The only things I need to change here are the filepaths to the datasets.

Note that the generator provides two options to speed up the training. By default, it loads the individual images for a batch from disk. This has two disadvantages. First, for compressed image formats like JPG, this is a huge computational waste, because every image needs to be decompressed again and again every time it is being loaded. Second, the images on disk are likely not stored in a contiguous block of memory, which may also slow down the loading process. The first option that `DataGenerator` provides to deal with this is to load the entire dataset into memory, which reduces the access time for any image to a negligible amount, but of course this is only an option if I have enough free memory to hold the whole dataset. As a second option, `DataGenerator` provides the possibility to convert the dataset into a single HDF5 file. This HDF5 file stores the images as uncompressed arrays in a contiguous block of memory, which dramatically speeds up the loading time. It's not as good as having the images in memory, but it's a lot better than the default option of loading them from their compressed JPG state every time they are needed. Of course such an HDF5 dataset may require significantly more disk space than the compressed images. I can later load these HDF5 datasets directly in the constructor.
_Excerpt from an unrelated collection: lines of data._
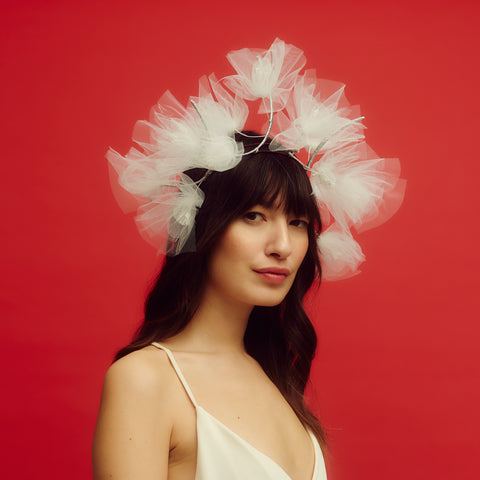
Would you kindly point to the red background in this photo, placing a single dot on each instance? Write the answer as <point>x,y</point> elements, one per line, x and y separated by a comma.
<point>396,377</point>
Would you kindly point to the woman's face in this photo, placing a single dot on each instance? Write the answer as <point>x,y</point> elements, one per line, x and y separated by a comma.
<point>258,256</point>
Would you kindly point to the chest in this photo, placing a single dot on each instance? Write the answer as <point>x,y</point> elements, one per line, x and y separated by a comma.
<point>239,418</point>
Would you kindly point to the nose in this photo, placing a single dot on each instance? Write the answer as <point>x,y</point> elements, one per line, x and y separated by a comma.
<point>279,242</point>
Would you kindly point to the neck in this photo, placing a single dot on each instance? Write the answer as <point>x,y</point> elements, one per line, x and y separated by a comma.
<point>218,325</point>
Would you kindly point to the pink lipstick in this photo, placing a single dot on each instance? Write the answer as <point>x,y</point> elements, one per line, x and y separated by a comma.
<point>273,274</point>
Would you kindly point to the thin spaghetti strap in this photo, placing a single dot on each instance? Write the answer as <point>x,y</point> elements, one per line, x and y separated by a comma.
<point>177,371</point>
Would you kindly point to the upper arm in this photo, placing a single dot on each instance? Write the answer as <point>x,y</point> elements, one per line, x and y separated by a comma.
<point>132,435</point>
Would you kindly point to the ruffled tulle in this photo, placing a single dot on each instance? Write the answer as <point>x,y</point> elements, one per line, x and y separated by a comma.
<point>315,122</point>
<point>167,221</point>
<point>354,188</point>
<point>340,254</point>
<point>352,185</point>
<point>265,74</point>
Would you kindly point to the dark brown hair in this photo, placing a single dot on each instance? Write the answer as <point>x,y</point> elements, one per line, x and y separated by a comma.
<point>280,338</point>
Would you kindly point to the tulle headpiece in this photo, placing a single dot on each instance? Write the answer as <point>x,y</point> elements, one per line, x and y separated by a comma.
<point>307,117</point>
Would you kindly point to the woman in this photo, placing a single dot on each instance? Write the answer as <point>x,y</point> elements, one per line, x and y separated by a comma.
<point>212,385</point>
<point>231,314</point>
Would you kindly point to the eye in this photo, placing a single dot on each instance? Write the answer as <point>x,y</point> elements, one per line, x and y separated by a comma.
<point>253,216</point>
<point>299,222</point>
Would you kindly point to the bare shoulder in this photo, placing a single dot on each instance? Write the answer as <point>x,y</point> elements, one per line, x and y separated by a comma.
<point>142,374</point>
<point>135,421</point>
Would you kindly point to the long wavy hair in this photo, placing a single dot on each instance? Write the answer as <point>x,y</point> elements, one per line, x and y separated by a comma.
<point>281,338</point>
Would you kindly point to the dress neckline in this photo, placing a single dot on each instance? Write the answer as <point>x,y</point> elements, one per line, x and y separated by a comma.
<point>244,442</point>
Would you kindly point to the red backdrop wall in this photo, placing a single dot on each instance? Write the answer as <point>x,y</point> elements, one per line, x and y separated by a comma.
<point>396,377</point>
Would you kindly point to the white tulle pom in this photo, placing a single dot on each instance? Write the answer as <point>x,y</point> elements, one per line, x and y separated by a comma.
<point>265,74</point>
<point>350,186</point>
<point>167,221</point>
<point>340,254</point>
<point>316,121</point>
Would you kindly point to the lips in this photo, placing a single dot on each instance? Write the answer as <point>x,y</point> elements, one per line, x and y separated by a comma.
<point>273,274</point>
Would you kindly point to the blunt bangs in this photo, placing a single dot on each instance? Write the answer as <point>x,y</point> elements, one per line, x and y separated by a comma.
<point>273,180</point>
The original SSD implementation uses a batch size of 32 for the training. In case I run into GPU memory issues, reduce the batch size accordingly. It requires at least 7 GB of free GPU memory to train an SSD300 with 20 object classes with a batch size of 32; so this should be less for only 2 object classes.

The `DataGenerator` itself is fairly generic. It doesn't contain any data augmentation or bounding box encoding logic. Instead, I pass a list of image transformations and an encoder for the bounding boxes in the `transformations` and `label_encoder` arguments of the data generator's `generate()` method, and the data generator will then apply those given transformations and the encoding to the data. Everything here is preset already.

The data augmentation settings defined further down reproduce the data augmentation pipeline of the original SSD training. The training generator receives an object `ssd_data_augmentation`, which is a transformation object that is itself composed of a whole chain of transformations that replicate the data augmentation procedure used to train the original Caffe implementation. The validation generator receives an object `resize`, which simply resizes the input images.

An `SSDInputEncoder` object, `ssd_input_encoder`, is passed to both the training and validation generators. As explained above, it matches the ground truth labels to the model's anchor boxes and encodes the box coordinates into the format that the model needs.

In order to train the model on a dataset other than Pascal VOC, choose `DataGenerator`'s appropriate parser method that corresponds to my data format.

In [4]:
# 1: Instantiate two `DataGenerator` objects: One for training, one for validation.

# Optional: If I have enough memory, consider loading the images into memory for the reasons explained above.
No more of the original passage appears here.